Master thesis on detecting offensive and hateful language

Computer science student Vilde Roland Arntzen uses the IDUN clusters in her master thesis study to detect offensive and hateful language in social media comments. Using the HPC clusters enables her to build complex transformer-based models that transfer knowledge from general language understanding learned from objective corpora such as Wikipedia, newspapers, and books to the specific task of separating neutral, offensive, and hateful social media comments. The model used is called BERT, which stands for Bidirectional Encoder Representation from Transformers and is a state-of-the-art language model.

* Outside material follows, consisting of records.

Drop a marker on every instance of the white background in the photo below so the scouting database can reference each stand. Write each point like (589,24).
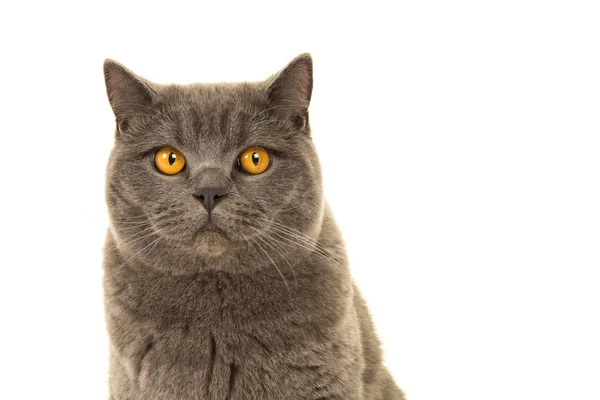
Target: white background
(460,145)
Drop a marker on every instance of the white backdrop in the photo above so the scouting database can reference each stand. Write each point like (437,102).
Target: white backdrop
(460,145)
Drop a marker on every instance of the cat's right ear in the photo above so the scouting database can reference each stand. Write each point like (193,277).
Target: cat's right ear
(128,94)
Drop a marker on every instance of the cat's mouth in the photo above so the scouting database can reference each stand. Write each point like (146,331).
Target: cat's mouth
(211,240)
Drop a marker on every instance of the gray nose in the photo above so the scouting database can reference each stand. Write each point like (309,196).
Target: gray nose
(210,196)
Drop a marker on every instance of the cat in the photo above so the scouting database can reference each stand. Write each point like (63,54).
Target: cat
(225,276)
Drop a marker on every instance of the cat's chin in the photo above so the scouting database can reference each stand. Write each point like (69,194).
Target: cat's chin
(211,243)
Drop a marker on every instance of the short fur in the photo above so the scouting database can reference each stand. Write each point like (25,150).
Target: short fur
(255,300)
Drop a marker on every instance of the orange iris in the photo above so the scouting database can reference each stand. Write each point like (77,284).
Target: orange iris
(169,161)
(255,160)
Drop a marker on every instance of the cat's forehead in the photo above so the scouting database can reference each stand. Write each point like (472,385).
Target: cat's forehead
(207,113)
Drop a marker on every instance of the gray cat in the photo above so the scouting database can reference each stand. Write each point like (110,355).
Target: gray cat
(225,274)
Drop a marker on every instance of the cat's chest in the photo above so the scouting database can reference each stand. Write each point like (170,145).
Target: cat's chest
(227,362)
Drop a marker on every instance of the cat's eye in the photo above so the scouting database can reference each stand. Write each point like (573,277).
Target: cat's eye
(169,161)
(255,160)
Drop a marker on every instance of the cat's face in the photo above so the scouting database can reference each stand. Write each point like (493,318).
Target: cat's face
(202,206)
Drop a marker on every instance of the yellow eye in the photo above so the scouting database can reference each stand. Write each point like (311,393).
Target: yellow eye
(169,161)
(255,160)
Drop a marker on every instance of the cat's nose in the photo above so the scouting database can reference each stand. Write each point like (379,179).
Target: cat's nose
(210,196)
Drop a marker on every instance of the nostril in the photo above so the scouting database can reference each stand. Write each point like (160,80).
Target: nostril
(210,196)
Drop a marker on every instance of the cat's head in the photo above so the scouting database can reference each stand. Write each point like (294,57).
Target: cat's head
(213,175)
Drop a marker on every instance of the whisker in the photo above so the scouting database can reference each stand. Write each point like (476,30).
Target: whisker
(272,245)
(272,262)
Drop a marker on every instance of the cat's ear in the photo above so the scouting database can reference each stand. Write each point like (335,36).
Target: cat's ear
(128,94)
(290,90)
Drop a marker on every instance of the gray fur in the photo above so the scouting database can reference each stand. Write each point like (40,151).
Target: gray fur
(260,306)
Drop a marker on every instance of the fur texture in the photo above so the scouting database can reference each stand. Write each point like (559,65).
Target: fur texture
(253,300)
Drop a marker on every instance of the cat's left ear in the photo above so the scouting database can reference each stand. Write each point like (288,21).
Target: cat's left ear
(128,93)
(290,90)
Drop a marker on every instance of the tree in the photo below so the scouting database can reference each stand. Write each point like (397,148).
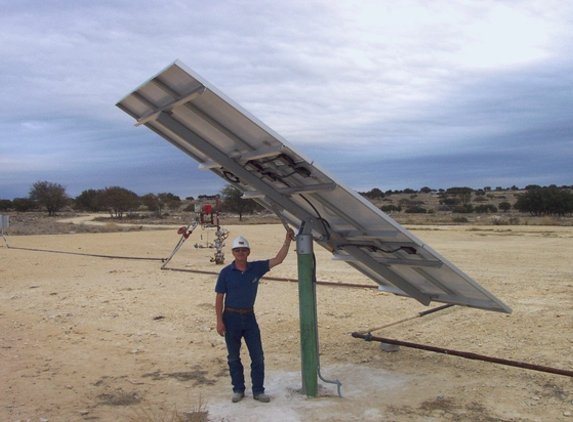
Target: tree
(545,201)
(504,206)
(168,200)
(89,200)
(232,201)
(373,194)
(118,201)
(24,204)
(5,204)
(50,195)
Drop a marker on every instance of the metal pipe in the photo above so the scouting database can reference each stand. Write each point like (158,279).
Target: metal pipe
(467,355)
(418,315)
(307,306)
(289,280)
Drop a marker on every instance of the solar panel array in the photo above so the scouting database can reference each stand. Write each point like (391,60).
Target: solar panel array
(197,118)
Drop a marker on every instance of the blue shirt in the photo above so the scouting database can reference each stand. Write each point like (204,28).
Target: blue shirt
(240,288)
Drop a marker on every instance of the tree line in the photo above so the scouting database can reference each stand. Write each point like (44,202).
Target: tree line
(536,200)
(118,201)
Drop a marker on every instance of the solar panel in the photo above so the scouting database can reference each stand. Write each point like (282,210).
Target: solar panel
(197,118)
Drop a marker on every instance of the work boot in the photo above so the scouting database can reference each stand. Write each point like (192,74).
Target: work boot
(263,398)
(237,397)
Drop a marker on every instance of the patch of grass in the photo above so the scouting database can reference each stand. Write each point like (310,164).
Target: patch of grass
(198,413)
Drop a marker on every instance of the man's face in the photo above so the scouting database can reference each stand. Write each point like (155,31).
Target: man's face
(241,253)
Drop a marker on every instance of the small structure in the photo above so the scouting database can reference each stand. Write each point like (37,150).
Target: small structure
(4,223)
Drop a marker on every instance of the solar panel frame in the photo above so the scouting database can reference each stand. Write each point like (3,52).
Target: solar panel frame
(197,118)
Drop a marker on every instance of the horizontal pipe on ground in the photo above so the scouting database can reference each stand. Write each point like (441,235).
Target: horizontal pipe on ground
(289,280)
(467,355)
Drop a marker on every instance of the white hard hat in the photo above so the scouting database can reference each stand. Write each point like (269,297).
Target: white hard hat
(240,242)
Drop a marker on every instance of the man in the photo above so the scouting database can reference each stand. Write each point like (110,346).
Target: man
(236,291)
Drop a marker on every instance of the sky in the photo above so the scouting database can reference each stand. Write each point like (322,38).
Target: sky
(383,94)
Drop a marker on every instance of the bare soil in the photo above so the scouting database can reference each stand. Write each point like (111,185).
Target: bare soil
(86,337)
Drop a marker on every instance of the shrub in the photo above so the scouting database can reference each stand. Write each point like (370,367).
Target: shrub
(464,209)
(390,208)
(416,210)
(486,208)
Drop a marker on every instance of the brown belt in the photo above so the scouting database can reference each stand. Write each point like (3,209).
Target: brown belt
(239,311)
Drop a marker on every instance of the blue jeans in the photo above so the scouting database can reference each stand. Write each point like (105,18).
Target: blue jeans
(245,326)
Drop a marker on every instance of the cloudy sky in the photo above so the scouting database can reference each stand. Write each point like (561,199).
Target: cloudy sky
(388,94)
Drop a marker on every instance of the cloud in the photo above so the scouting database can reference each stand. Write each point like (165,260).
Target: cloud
(412,87)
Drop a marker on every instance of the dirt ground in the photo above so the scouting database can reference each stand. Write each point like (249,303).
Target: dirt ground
(86,337)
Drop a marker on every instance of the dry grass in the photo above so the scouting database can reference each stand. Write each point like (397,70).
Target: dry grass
(199,413)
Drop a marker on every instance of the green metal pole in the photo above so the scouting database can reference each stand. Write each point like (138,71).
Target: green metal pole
(307,306)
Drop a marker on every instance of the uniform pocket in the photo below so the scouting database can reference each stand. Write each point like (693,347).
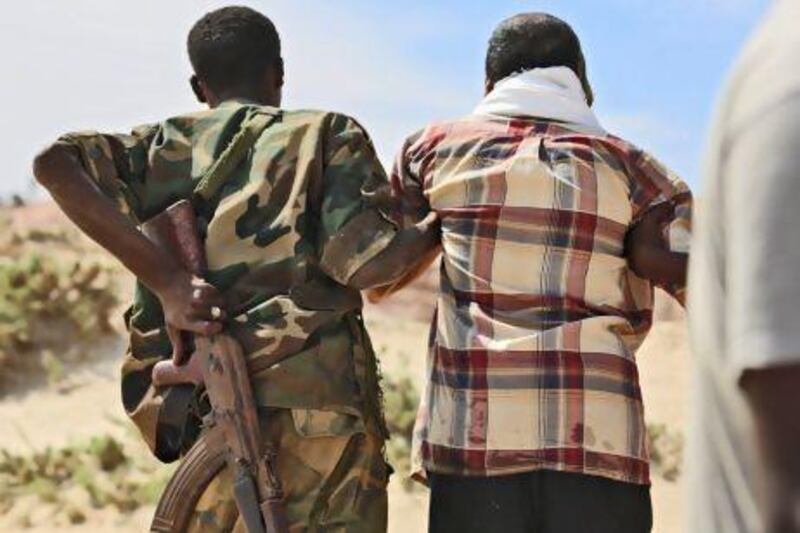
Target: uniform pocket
(311,423)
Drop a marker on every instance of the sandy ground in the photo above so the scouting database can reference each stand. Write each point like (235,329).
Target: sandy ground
(89,404)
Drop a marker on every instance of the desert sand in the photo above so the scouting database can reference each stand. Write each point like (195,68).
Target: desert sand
(36,414)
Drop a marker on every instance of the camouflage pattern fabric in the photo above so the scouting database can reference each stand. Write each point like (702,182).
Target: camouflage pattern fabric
(333,473)
(305,210)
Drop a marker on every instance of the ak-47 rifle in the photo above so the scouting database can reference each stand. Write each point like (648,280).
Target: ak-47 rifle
(233,429)
(257,489)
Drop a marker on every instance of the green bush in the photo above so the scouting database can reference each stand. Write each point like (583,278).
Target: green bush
(102,469)
(46,306)
(401,399)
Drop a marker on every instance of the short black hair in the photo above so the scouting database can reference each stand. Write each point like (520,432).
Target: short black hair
(233,47)
(534,40)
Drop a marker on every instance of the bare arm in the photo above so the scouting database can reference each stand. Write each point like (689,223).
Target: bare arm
(772,395)
(403,254)
(186,300)
(648,253)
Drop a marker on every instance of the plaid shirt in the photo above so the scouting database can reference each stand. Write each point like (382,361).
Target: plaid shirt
(532,353)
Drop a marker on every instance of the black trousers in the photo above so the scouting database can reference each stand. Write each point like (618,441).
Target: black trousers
(538,502)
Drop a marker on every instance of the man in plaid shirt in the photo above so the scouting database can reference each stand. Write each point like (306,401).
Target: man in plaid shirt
(532,416)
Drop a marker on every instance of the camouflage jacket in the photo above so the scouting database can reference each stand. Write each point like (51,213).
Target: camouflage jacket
(292,224)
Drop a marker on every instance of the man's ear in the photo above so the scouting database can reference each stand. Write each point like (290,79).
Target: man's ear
(279,73)
(197,89)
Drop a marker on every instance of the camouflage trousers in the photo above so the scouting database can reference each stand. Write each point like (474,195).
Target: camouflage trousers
(332,469)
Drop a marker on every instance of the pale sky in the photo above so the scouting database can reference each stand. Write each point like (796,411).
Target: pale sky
(656,65)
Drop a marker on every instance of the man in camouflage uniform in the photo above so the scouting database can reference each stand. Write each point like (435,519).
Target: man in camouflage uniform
(298,228)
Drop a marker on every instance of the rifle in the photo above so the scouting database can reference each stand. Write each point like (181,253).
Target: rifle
(233,420)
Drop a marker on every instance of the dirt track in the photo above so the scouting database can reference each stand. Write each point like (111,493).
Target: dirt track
(40,416)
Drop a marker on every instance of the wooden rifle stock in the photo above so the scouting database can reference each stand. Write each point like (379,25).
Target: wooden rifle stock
(257,489)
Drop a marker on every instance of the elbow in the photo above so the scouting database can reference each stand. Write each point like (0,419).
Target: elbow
(51,162)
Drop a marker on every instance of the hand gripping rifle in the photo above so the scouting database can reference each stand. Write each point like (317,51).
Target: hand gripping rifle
(233,429)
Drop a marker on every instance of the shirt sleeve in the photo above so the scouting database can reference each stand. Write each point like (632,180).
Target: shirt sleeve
(356,211)
(408,184)
(761,176)
(654,184)
(117,163)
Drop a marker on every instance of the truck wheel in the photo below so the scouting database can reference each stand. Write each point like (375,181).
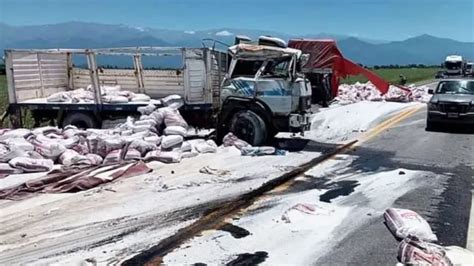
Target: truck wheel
(432,126)
(80,120)
(250,127)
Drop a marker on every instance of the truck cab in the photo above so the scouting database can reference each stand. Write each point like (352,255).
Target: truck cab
(263,93)
(454,65)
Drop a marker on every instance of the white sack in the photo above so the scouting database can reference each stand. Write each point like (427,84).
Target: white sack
(173,101)
(189,154)
(139,97)
(146,110)
(16,133)
(59,97)
(172,117)
(203,146)
(175,130)
(186,146)
(114,99)
(71,157)
(170,141)
(18,144)
(164,156)
(142,146)
(132,154)
(5,168)
(48,148)
(404,222)
(113,157)
(94,158)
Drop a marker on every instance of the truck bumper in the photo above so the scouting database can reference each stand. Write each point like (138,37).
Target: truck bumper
(463,118)
(300,122)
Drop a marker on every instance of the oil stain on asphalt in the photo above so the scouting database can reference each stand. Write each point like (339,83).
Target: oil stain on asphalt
(249,258)
(235,231)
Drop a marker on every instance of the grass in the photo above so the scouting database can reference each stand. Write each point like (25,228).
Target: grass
(392,75)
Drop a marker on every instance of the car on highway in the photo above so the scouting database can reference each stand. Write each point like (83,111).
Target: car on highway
(452,103)
(439,75)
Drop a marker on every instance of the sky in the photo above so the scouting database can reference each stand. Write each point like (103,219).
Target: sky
(374,19)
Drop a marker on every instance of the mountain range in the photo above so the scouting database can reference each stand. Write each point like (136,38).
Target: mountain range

Bidirectional Encoder Representation from Transformers
The difference between using more complex transformer-based models is that additionally to learning word occurrences, it can learn more complex contexts within the text. This makes a massive difference for hate speech detection, which is as dependent on context as the types of words used.

unacceptable language
For example, in some cultures, it is more common to use curse words than in others, such as in the northern parts of Norway compared to the south. Although curse words are often used in some hateful comment types generally, a comment is not hateful because it contains a curse word. Likewise, a hateful comment does not necessarily contain any indicative hateful or curse words but can be expressed implicitly (E.g., through metaphors or sarcasm). Therefore, it is necessary to analyze other aspects of the comments. For instance, if it contains a targeted insult and whether the insult targets a group or an individual.